Written in 2006
William Kituuka
Uganda’s current dependence on donor funds has implications for the sustainability of its external debt burden, as external loans currently account for approximately 40% of donor inflows in any given year. Uganda was the 1st country to qualify for the Highly Indebted Poor Countries (HIPC) debt relief initiative in 1998, and on its exit from the Enhanced HIPC Completion Point in April 2000, it was pledged relief amounting to $ 1 billion in Net Present value (NPV) terms from multilateral and bilateral creditors.
This debt relief was intended to ensure that Uganda’s future debt burden remained at a sustainable level, defined as the ratio of the debt stock in NPV terms not exceeding 150% of its export earnings.
Uganda has borrowed $1.5bn from multilateral donors since the HIPC Completion Point (Poverty Eradication Action Plan 2004/05 – 2007/8), and although these loans had been on highly concessional terms, their impact on the debt stock, combined with lower export growth as a result of the fall in Coffee prices and low prevailing world market interest rates, has been to raise Uganda’s NPV of debt to exports ratio to 305%, which is more than double the HIPC threshold!
It is a fact that the 1995 Constitution requires Parliament to approve funds prior to being borrowed. However, Parliament should go further to ensure that donor funds are not ‘just eaten’ hence increase debt.

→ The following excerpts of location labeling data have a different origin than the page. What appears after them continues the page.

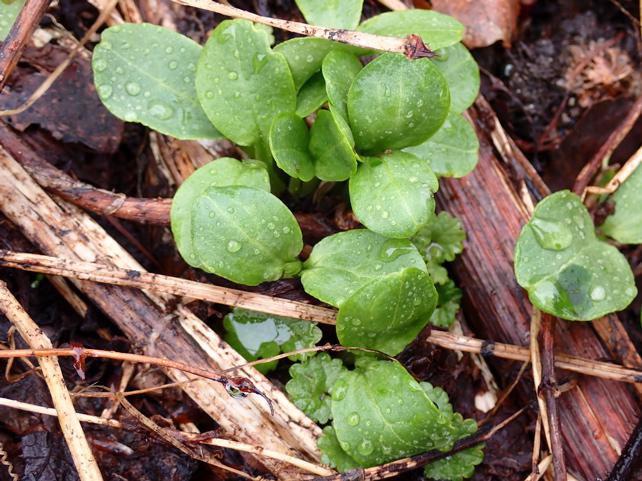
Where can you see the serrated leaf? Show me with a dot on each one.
(245, 235)
(395, 103)
(436, 29)
(310, 385)
(387, 313)
(289, 139)
(566, 270)
(625, 224)
(255, 335)
(145, 73)
(453, 151)
(331, 13)
(221, 172)
(342, 263)
(461, 72)
(312, 96)
(339, 71)
(392, 195)
(8, 14)
(241, 83)
(331, 145)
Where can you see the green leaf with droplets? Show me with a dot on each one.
(453, 151)
(567, 271)
(289, 139)
(221, 172)
(312, 96)
(625, 224)
(255, 335)
(241, 83)
(461, 72)
(245, 234)
(436, 29)
(393, 194)
(332, 147)
(339, 70)
(310, 384)
(395, 103)
(387, 313)
(342, 263)
(145, 73)
(331, 13)
(8, 14)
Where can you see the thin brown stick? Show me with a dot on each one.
(23, 28)
(70, 425)
(590, 170)
(549, 386)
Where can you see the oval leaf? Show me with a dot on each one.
(436, 29)
(454, 149)
(567, 271)
(245, 235)
(145, 73)
(387, 313)
(395, 103)
(289, 140)
(241, 84)
(343, 263)
(393, 195)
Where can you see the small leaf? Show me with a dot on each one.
(339, 70)
(241, 84)
(342, 263)
(625, 224)
(145, 73)
(393, 195)
(395, 103)
(331, 145)
(387, 313)
(8, 14)
(255, 335)
(245, 235)
(221, 172)
(331, 13)
(567, 271)
(436, 29)
(310, 385)
(461, 72)
(454, 149)
(289, 138)
(312, 96)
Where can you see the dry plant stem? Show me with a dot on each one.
(411, 46)
(24, 26)
(549, 386)
(70, 425)
(591, 169)
(42, 89)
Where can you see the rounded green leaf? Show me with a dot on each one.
(567, 271)
(221, 172)
(436, 29)
(461, 72)
(331, 13)
(343, 263)
(387, 313)
(289, 140)
(395, 103)
(454, 149)
(331, 145)
(244, 234)
(625, 224)
(241, 84)
(393, 194)
(145, 73)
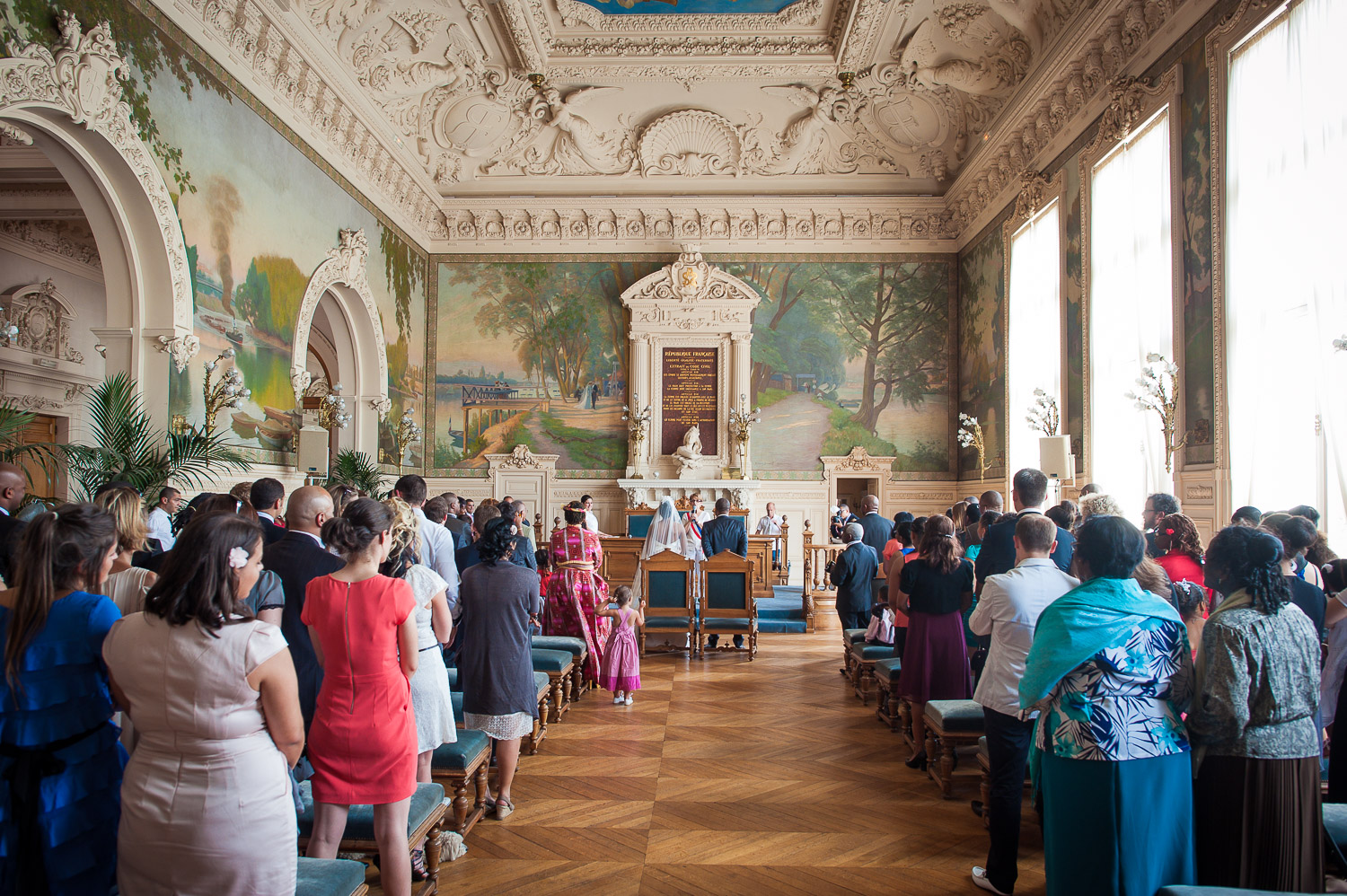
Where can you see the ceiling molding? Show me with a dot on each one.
(1063, 99)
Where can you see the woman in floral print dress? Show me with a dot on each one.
(576, 589)
(1110, 672)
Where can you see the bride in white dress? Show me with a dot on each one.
(665, 534)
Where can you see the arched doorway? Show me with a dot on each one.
(339, 309)
(70, 104)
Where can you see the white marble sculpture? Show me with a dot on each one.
(689, 456)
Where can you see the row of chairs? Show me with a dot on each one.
(950, 725)
(455, 769)
(721, 604)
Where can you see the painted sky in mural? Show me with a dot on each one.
(851, 353)
(533, 353)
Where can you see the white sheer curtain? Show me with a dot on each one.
(1131, 312)
(1034, 338)
(1285, 279)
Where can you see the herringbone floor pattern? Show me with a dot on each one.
(729, 777)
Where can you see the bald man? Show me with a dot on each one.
(298, 558)
(13, 486)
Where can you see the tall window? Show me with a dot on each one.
(1034, 338)
(1131, 310)
(1285, 282)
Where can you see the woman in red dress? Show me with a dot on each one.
(363, 742)
(1177, 538)
(576, 591)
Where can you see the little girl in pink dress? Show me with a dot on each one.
(621, 669)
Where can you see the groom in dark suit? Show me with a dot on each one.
(298, 558)
(725, 532)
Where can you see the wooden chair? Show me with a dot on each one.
(425, 821)
(330, 877)
(950, 725)
(667, 599)
(458, 764)
(727, 605)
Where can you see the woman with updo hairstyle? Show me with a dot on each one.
(363, 740)
(1253, 725)
(1180, 549)
(127, 584)
(934, 591)
(215, 701)
(577, 591)
(1110, 674)
(59, 759)
(496, 663)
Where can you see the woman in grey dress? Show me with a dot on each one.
(497, 661)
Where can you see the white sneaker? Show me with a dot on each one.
(980, 877)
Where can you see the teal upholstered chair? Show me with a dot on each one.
(638, 522)
(330, 877)
(578, 650)
(727, 605)
(559, 666)
(667, 602)
(425, 821)
(458, 764)
(950, 725)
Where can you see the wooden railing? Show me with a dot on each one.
(821, 597)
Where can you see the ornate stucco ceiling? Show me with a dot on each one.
(646, 100)
(516, 124)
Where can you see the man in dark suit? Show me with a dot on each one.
(13, 486)
(878, 530)
(725, 532)
(266, 497)
(298, 558)
(853, 573)
(1028, 492)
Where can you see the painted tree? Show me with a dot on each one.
(894, 315)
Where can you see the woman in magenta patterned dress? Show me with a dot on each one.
(576, 591)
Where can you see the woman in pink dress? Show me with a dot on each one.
(363, 742)
(576, 591)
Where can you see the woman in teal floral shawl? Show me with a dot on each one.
(1110, 672)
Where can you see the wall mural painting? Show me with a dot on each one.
(533, 353)
(1198, 334)
(258, 217)
(1072, 291)
(981, 349)
(851, 353)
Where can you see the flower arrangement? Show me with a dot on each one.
(970, 435)
(1158, 392)
(1044, 414)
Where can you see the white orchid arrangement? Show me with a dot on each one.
(1044, 414)
(1158, 392)
(970, 435)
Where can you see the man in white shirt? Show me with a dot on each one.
(161, 518)
(770, 524)
(436, 542)
(1008, 611)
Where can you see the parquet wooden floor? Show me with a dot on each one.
(729, 777)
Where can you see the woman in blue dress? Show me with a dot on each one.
(1110, 672)
(59, 759)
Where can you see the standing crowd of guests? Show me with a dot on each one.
(172, 672)
(1172, 691)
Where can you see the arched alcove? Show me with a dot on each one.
(69, 102)
(339, 293)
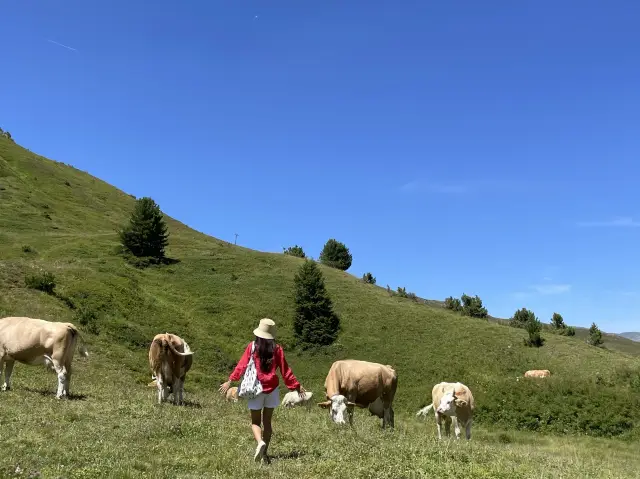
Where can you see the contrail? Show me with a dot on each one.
(64, 46)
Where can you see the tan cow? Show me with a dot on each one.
(232, 394)
(537, 373)
(36, 341)
(451, 400)
(351, 382)
(170, 359)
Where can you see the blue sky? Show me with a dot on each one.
(463, 146)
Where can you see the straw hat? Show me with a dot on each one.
(266, 329)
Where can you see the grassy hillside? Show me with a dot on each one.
(55, 218)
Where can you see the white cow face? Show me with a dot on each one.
(338, 408)
(447, 405)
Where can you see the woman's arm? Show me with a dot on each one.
(287, 375)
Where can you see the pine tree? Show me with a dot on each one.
(336, 255)
(146, 234)
(315, 322)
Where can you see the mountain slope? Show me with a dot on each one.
(56, 218)
(632, 336)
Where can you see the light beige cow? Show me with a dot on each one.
(537, 373)
(37, 341)
(352, 382)
(232, 394)
(451, 400)
(170, 359)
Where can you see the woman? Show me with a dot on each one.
(268, 356)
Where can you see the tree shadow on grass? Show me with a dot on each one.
(48, 392)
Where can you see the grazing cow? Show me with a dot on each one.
(232, 394)
(36, 341)
(170, 359)
(351, 382)
(537, 373)
(451, 400)
(292, 398)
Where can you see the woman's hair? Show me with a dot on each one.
(265, 349)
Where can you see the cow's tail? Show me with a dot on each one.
(425, 410)
(82, 347)
(187, 351)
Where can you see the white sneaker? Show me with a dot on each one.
(259, 451)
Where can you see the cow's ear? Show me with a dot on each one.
(461, 402)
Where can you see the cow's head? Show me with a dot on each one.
(338, 405)
(449, 403)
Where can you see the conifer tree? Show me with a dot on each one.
(146, 234)
(315, 322)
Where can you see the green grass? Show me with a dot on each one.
(54, 218)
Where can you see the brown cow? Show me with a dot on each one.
(451, 400)
(537, 373)
(170, 360)
(351, 382)
(232, 394)
(36, 341)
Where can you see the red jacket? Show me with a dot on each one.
(268, 380)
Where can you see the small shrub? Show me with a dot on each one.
(44, 281)
(369, 278)
(472, 306)
(336, 255)
(533, 327)
(595, 336)
(296, 251)
(454, 304)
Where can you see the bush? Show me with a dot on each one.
(296, 251)
(454, 304)
(369, 278)
(595, 336)
(146, 234)
(472, 306)
(557, 321)
(44, 281)
(533, 327)
(336, 255)
(315, 322)
(521, 318)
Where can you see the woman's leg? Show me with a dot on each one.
(267, 414)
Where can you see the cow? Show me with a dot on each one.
(232, 394)
(292, 399)
(451, 400)
(170, 359)
(352, 382)
(36, 341)
(537, 373)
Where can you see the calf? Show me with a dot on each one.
(451, 400)
(36, 341)
(170, 359)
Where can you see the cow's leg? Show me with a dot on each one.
(439, 424)
(447, 426)
(7, 374)
(456, 424)
(1, 369)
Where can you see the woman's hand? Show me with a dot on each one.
(224, 387)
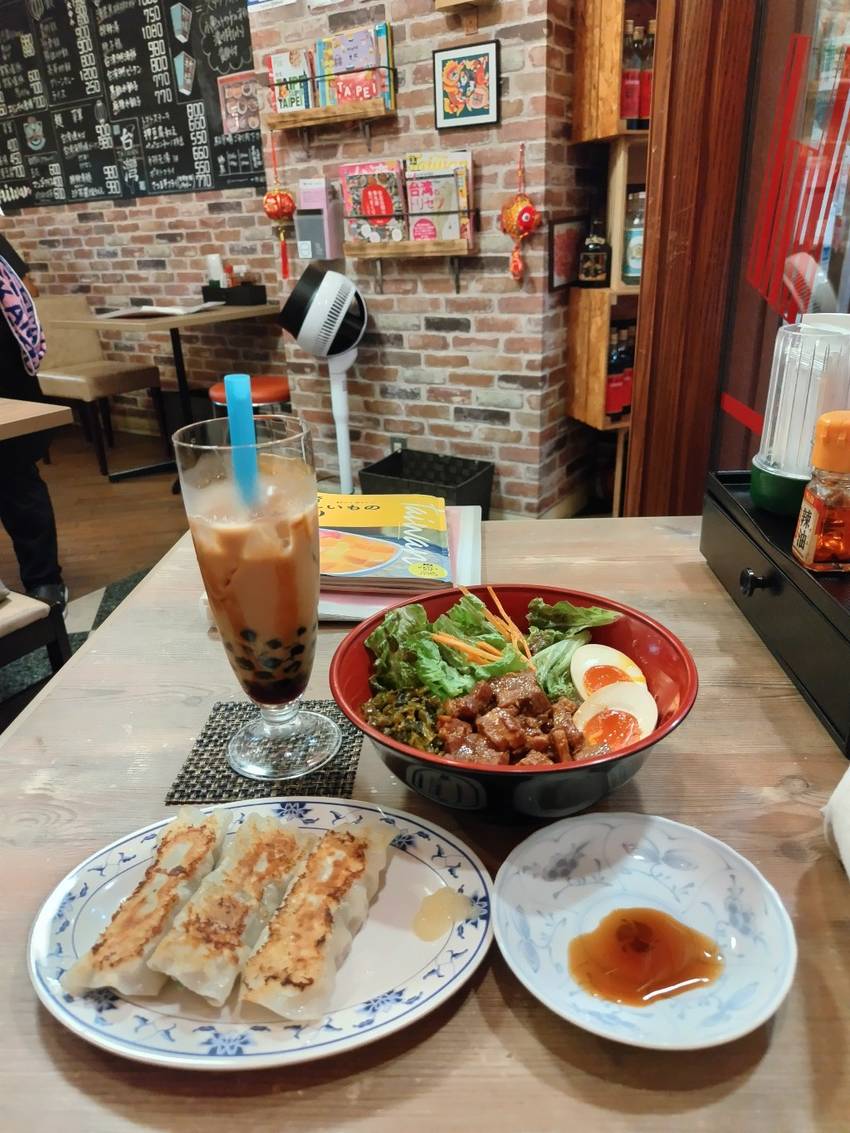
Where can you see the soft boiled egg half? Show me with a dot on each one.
(593, 666)
(617, 715)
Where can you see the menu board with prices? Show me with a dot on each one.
(120, 99)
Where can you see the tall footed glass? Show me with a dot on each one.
(260, 564)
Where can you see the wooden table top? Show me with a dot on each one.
(226, 314)
(92, 757)
(20, 417)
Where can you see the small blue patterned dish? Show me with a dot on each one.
(390, 978)
(562, 880)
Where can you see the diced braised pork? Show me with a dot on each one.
(562, 718)
(520, 690)
(452, 731)
(474, 704)
(476, 750)
(535, 759)
(563, 709)
(560, 744)
(501, 730)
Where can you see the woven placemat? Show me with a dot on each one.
(206, 775)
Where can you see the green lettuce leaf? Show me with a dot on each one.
(549, 624)
(466, 620)
(391, 642)
(434, 673)
(553, 666)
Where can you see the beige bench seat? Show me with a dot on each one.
(74, 369)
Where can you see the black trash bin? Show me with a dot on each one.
(457, 479)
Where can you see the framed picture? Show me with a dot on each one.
(466, 85)
(566, 237)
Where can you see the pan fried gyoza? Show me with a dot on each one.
(217, 930)
(292, 970)
(184, 857)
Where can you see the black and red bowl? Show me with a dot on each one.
(530, 792)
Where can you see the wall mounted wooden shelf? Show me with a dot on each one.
(409, 249)
(467, 10)
(398, 249)
(364, 113)
(588, 326)
(597, 67)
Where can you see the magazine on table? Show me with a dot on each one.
(465, 560)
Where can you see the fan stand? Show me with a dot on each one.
(339, 366)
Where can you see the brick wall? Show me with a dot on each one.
(478, 374)
(153, 249)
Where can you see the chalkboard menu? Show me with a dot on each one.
(119, 99)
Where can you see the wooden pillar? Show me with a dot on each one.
(702, 82)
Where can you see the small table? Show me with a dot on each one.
(17, 418)
(173, 324)
(91, 758)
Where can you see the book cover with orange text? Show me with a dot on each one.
(383, 542)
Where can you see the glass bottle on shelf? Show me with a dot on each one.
(634, 68)
(613, 380)
(647, 64)
(629, 76)
(632, 249)
(594, 262)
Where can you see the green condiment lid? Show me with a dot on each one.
(780, 494)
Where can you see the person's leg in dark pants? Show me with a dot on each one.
(27, 514)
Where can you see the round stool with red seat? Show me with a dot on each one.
(269, 393)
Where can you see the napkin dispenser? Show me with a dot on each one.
(319, 220)
(804, 619)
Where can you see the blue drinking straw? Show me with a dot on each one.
(243, 435)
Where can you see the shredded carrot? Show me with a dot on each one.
(472, 652)
(517, 637)
(504, 627)
(486, 647)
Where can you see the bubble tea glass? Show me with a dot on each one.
(260, 564)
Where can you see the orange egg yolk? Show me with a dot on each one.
(612, 726)
(597, 676)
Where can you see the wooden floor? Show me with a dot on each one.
(105, 530)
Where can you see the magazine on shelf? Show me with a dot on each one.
(373, 201)
(355, 66)
(464, 528)
(290, 75)
(438, 184)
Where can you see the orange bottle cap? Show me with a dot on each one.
(831, 450)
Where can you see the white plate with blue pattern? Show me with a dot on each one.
(389, 979)
(564, 878)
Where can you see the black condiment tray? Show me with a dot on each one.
(802, 618)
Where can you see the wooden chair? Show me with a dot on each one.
(75, 371)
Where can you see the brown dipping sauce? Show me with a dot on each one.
(638, 955)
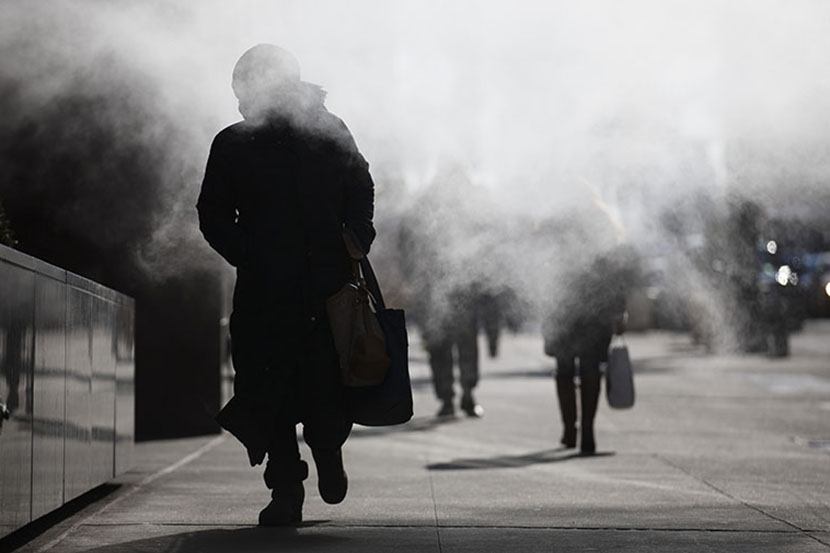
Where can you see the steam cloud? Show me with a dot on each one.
(575, 125)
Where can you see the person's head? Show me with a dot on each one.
(265, 80)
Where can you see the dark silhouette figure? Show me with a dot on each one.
(279, 188)
(578, 333)
(453, 335)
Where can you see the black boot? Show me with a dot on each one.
(332, 482)
(589, 395)
(566, 392)
(447, 409)
(286, 506)
(469, 405)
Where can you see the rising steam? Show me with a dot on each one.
(576, 124)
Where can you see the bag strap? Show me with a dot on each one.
(368, 272)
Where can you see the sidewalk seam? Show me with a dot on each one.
(741, 501)
(434, 508)
(147, 480)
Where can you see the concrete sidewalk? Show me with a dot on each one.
(719, 454)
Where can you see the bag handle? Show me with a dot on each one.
(366, 268)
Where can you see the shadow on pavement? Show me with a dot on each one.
(417, 424)
(517, 461)
(544, 372)
(238, 540)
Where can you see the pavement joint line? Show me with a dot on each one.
(472, 527)
(434, 507)
(741, 501)
(135, 487)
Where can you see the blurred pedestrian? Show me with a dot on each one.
(577, 333)
(451, 335)
(279, 188)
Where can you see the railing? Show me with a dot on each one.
(67, 382)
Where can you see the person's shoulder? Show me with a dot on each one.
(232, 134)
(334, 131)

Uganda should refocus the purpose for which it borrows. We should borrow where there is certainty of creation of more value. For instance, borrowing to enhance employment creation for generation of more value is the right direction. If we borrow to send youth under contract for training where the trained manpower will come back and ensure that the skills gained can be put to right use to steer the economy to prosperity, this is worthy borrowing. We should borrow to ensure Agro-processing Industrialization takes off, because it does not make economic sense any more to sell primary products. The country should also borrow to enhance competitiveness of whatever it can engage in that is marketable and can generate among other things foreign exchange. With our climate, fruit production should be boosted for export.
Parliament therefore should as a priority critically analyze proposals for borrowing, and those without prospects for generation of more value should be declined. The begging culture is simply unsustainable. We should reduce the size of Government if its size is partly responsible for donor budget support.